Do artesanato ao camarão

Em 1982, o economista suiço Werner Jost desembarcou em São Paulo em busca de artigos de artesanato brasileiro, que lhe traria bons negócios em seu país. O destino, como fez com Aroldo Fonseca, o levou para outras praias.

Nessa mesma viagem, em um bate-papo com amigos, ele descobriu que a costa do país tinha um enorme potencial para a produção de camarão, ainda pouco explorado pelos brasileiros. Resolveu apostar e largou o que estava fazendo para montar a Camanor Produtos Marinhos.

Deu certo. Atualmente, Werner Jost é proprietário de uma das maiores empresas desse segmento no país e suas fazendas são responsáveis pela produção de quatro mil toneladas de camarão por ano, com três ciclos durante esse período.

Segundo ele, até hoje já foram investidos cerca de R$ 7 milhões na implantação dos viveiros, espalhados em quatro fazendas no Rio Grande do Norte. A maior delas – a Peixe Boi – está sendo construída no município de Porto Mangue, no norte do Estado. Com 700 hectares, somente ela fornecerá metade de toda a produção da Camanor.

O destino é sempre o mercado externo, com a França respondendo por 80% das vendas da empresa. “Esse país é o nosso maior parceiro. Tanto é, que recentemente fechamos um acordo exclusivo com o Carrefour Internacional e nos tornamos os únicos credenciados da América latina a vender camarões para o grupo francês”, comemora. O quilo do produto, segundo o suíço, é vendido a aproximadamente US$ 5,00. A Camanor vem utilizando equipamentos Fiatallis na construção de seus viveiros. Três escavadeiras hidráulicas FH 200, uma FX 215 LC e uma pá-carregadeira modelo FR fazem a abertura dos canais que levam a água do mar até os diques, além de executarem as escavações dos viveiros.

Diversificação

Além de suas quatro fazendas, a Camanor atua no ramo da produção de pós-larvas, através de sua coligada. Aquatec, um laboratório comercial responsável pela produção de 480 milhões de pós-larvas/ano de camarão marinho, localizado em uma área de 5 mil m² em Barra do Cunhaú,, no sul do Rio Grande do Norte.

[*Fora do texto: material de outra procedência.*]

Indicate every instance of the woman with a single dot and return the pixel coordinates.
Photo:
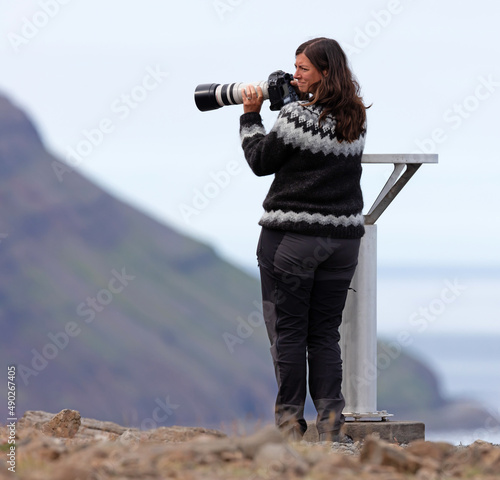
(311, 229)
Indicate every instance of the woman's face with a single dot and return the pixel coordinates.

Paralelo ao desenvolvimento de pós-larvas, a Aquatec realiza trabalhos de aprimoramento genético, mantendo linhagens puras de origens geográficas distintas. Essas larvas são destinadas aos 120 hectares de viveiros de engorda e 15 hectares de viveiros de reprodução. Outra empresa na qual a Camanor tem participação é a Camaros, uma joint venture firmada com um grande produtor salineiro local, que conjuga as atividades de produção de camarão com extração do sal em uma mesma fazenda.

Várias áreas de salinas estão se convertendo em viveiros de camarões, resultado da decadência do segmento salineiro potiguar, que um dia foi o maior comprador de equipamentos de construção do Estado. Segundo Pedro Augusto Ribeiro, o mercado do sal enfrenta um forte declínio desde a metade da década de 90, devido á baixa do preço e das excessivas taxas de impostos , que influíram na competitividade do produtores brasileiros frente ao mercado internacional. “Quem está melhor está exportando. As salinas, que já foram referência do Estado, não conseguem reagir e estão praticamente quebradas”, afirma.